Artikel-Informationen
erstellt am:
15.02.2023
Ansprechpartner/in:
Frau Andrea-Alexandra Bartels
Entscheidungen des Niedersächsischen Finanzgerichts
Az. 1 K 90/19 – Urteil vom 01.12.2022
Typisiertes Vergleichswertverfahren; eingeschränkte gerichtliche Überprüfbarkeit der von den Gutachterausschüssen mitgeteilten Vergleichspreise
1. Die gesonderte und einheitliche Feststellung des Grundbesitzwerts erfolgt gegenüber einer Erbengemeinschaft in Vertretung für die Miterben. Inhaltsadressaten der Feststellung sind die Miterben, für deren Besteuerung der Grundbesitzwert von Bedeutung ist. Die Miterben sind als Steuerschuldner der Erbschaftsteuer am Feststellungsverfahren beteiligt. Soweit der Gegenstand der Feststellung einer Erbengemeinschaft in Vertretung der Miterben zuzurechnen ist, sind § 352 AO und § 48 FGO entsprechend anzuwenden (§ 155 Satz 2 BewG).
2. Die gerichtliche Überprüfung von Mitteilungen der Gutachterausschüsse für Grundstückswerte ist auf offensichtliche Unrichtigkeiten beschränkt.
3. Die Ermittlung des Grundbesitzwerts aus den von den Gutachterausschüssen mitgeteilten Vergleichspreisen obliegt den Finanzämtern.

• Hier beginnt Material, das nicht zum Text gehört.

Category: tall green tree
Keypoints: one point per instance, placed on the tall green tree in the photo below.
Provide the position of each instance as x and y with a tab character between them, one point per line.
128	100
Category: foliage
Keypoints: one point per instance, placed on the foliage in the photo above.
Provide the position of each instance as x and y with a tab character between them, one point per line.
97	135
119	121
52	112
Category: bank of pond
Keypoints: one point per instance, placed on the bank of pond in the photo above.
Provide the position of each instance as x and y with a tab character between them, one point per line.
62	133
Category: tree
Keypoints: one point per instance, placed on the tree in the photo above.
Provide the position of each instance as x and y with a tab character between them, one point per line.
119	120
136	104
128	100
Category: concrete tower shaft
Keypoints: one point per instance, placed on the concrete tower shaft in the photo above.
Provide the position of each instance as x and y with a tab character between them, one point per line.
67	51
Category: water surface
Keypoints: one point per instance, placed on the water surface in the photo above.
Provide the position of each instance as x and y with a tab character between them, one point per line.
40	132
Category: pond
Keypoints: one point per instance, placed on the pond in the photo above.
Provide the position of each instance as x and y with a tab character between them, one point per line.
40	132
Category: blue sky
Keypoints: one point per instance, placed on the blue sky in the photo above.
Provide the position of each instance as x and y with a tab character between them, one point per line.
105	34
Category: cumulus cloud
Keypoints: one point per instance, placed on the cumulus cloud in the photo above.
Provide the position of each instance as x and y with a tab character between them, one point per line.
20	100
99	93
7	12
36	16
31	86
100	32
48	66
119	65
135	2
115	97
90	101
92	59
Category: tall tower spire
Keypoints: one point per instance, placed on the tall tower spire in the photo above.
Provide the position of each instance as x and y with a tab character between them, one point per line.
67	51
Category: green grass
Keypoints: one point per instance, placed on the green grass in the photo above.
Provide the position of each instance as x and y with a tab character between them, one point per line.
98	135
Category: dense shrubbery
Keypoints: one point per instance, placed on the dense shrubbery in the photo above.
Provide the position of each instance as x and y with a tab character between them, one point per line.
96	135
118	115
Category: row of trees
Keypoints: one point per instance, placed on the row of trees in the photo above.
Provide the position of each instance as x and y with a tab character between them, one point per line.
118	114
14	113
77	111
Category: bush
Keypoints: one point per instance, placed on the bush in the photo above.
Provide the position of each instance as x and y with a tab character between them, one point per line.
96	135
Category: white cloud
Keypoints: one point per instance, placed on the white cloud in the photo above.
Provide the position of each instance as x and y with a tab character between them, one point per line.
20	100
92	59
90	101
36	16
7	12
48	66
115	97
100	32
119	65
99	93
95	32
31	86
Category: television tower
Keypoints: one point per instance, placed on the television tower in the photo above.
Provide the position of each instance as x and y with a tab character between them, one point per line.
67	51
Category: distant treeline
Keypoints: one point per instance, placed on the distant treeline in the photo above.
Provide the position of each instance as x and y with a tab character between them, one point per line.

Dabei ist es nicht zu beanstanden, wenn die Finanzämter insoweit aus sämtlichen mitgeteilten Vergleichspreisen einen Durchschnittswert bilden und diesen ansetzen.
4. Die Nichtangabe der genauen Adressen der vom Gutachterausschuss mitgeteilten Vergleichsfälle vermag keine offenbare Unrichtigkeit zu begründen.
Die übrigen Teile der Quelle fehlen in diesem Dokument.